Par ailleurs, l’inadéquation entre certaines clauses de l’Accord et la réalité du terrain : Entre l’adoption du CONOPS en octobre 2024 et la signature de l’Accord de Washington en juin 2025, la configuration sécuritaire sur le terrain a profondément changé puisque des zones initialement ciblées pour les opérations de neutralisation des FDLR sont désormais passées sous le contrôle de l’AFC-M23 (soutenu par le Rwanda). Ce renversement de contrôle territorial priverait de facto le gouvernement congolais de la capacité d’exécuter directement une tâche sous sa responsabilité, comme le prévoit pourtant l’Accord.

Enfin, le faible rythme de mise en œuvre des organes de suivi : Le comité de surveillance conjointe n’est pas encore en place ; sa réunion inaugurale est seulement prévue pour le 11 août 2025, soit près de deux mois après la signature de l’accord.

Pour éviter l’enlisement, les signataires doivent corriger le cap dès maintenant.
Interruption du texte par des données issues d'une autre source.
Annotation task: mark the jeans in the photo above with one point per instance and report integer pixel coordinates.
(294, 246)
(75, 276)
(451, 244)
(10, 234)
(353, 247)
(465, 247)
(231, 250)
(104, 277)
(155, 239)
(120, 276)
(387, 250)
Un suivi renforcé, des engagements coordonnés et une volonté politique constante seront indispensables pour que la dynamique enclenchée ne perde pas de son élan.

Un premier jalon sur un long chemin

La publication de ce rapport d’évaluation préliminaire, en se fondant sur l’OMMAP, ne prétend pas offrir un bilan définitif, mais un outil de navigation dans les eaux complexes de la mise en œuvre de la paix. Un mois après la signature de l’Accord de Washington, le processus est certes encore en gestation, mais les bases sont posées. Il appartient désormais aux parties prenantes (y compris les États signataires, facilitateurs, société civile et partenaires régionaux) de transformer cet élan initial en un processus de paix durable.